Summary
Ben Greenfield talks with Dr. Tyler LeBaron, founder of the Molecular Hydrogen Institute, and Alex Tarnava, inventor of the world's first open-cup molecular hydrogen tablet, about the antioxidant and therapeutic potential of inhaled hydrogen gas. They cover the science behind molecular hydrogen as a selective antioxidant, its effects on cell-signaling pathways, and why inhalation may deliver far greater concentrations than drinking hydrogen water alone.
The episode explores how hydrogen inhalation works at the cellular level, the difference between inhaled and dissolved hydrogen delivery methods, and the development of the first safe hydrogen inhalation system (Inhale H2). Dr. LeBaron draws on his research at Nagoya University studying hydrogen's molecular mechanisms in neurogenetics, while Tarnava discusses the clinical trial evidence behind his patented hydrogen tablet technology -- featured in over 21 published clinical trials. The conversation positions hydrogen therapy as an emerging area with growing research support for inflammation, oxidative stress, and recovery.
Key Points
- Molecular hydrogen acts as a selective antioxidant, targeting harmful reactive oxygen species without disrupting beneficial ones
- Inhaling hydrogen gas delivers significantly higher concentrations to tissues than drinking hydrogen water
- Hydrogen has been studied in over 21 published clinical trials using Tarnava's patented open-cup tablet technology
- Hydrogen gas influences cell-signaling pathways involved in inflammation and oxidative stress
- The Inhale H2 system is designed as the first safe and effective hydrogen inhalation device for consumer use
- Hydrogen therapy shows promise for recovery, neurological health, and reducing chronic inflammation
- The Molecular Hydrogen Institute and International Hydrogen Standards Association are working to establish dosing and quality standards
Key Moments
Hydrogen inhalation vs hydrogen water: different delivery, different benefits
Hydrogen water primarily benefits the gut, liver, and microbiome. Inhalation delivers hydrogen systemically via the bloodstream to all tissues.
"Hydrogen water is getting far better into your gut and digestive tract, into your liver. And through the gut, it will drive certain hormones that have neuroprotective effects like ghrelin."

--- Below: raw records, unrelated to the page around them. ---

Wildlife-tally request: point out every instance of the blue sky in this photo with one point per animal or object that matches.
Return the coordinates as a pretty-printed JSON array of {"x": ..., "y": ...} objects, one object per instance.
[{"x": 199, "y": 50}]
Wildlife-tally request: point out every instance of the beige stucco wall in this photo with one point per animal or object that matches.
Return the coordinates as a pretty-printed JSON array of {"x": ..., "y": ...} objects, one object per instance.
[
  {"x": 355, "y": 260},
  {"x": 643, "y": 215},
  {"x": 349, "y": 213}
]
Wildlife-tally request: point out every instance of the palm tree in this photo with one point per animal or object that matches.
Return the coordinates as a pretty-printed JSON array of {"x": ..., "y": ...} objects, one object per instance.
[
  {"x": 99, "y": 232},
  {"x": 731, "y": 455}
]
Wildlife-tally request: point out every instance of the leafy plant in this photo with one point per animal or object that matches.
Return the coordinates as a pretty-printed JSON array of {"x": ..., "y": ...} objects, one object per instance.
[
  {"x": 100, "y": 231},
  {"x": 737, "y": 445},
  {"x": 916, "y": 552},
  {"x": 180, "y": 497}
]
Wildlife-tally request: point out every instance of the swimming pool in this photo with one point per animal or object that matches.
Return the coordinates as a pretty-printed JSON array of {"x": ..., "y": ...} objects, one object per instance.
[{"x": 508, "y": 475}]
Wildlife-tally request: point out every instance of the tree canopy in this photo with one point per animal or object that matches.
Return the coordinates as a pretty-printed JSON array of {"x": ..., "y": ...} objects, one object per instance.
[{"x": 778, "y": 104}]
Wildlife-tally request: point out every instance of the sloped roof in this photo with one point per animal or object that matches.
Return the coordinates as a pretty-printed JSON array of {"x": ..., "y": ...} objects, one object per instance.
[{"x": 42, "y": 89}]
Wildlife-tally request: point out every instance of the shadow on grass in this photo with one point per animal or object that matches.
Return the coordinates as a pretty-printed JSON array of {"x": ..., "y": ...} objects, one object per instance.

Why inhaled hydrogen reaches the brain but hydrogen water mostly stays in the gut
Inhaled hydrogen reaches all tissues via blood. Hydrogen water benefits are mainly gut-mediated through second messengers.
"When you inhale hydrogen gas, that gas is just dissolved into the blood, and the heart pumps that blood to all your tissues, to your muscles, to your brain, to your big toe."
Hydrogen water and inhalation have additive effects - doing both is best
Nagoya research found drinking hydrogen water changed markers that inhalation did not, and vice versa, with additive effects.
"There are certain things that were changed from drinking hydrogen water that were not changed from inhalation and vice versa. And there was an additive effect."
Hydrogen baths work at very low concentrations for skin benefits
Hydrogen baths benefit skin at parts-per-billion concentrations. Systemic benefits need higher concentrations to cross skin.
"When the hydrogen in the water is low, it's coming in direct contact with the skin. So it only has to be like a few parts per billion or micrograms."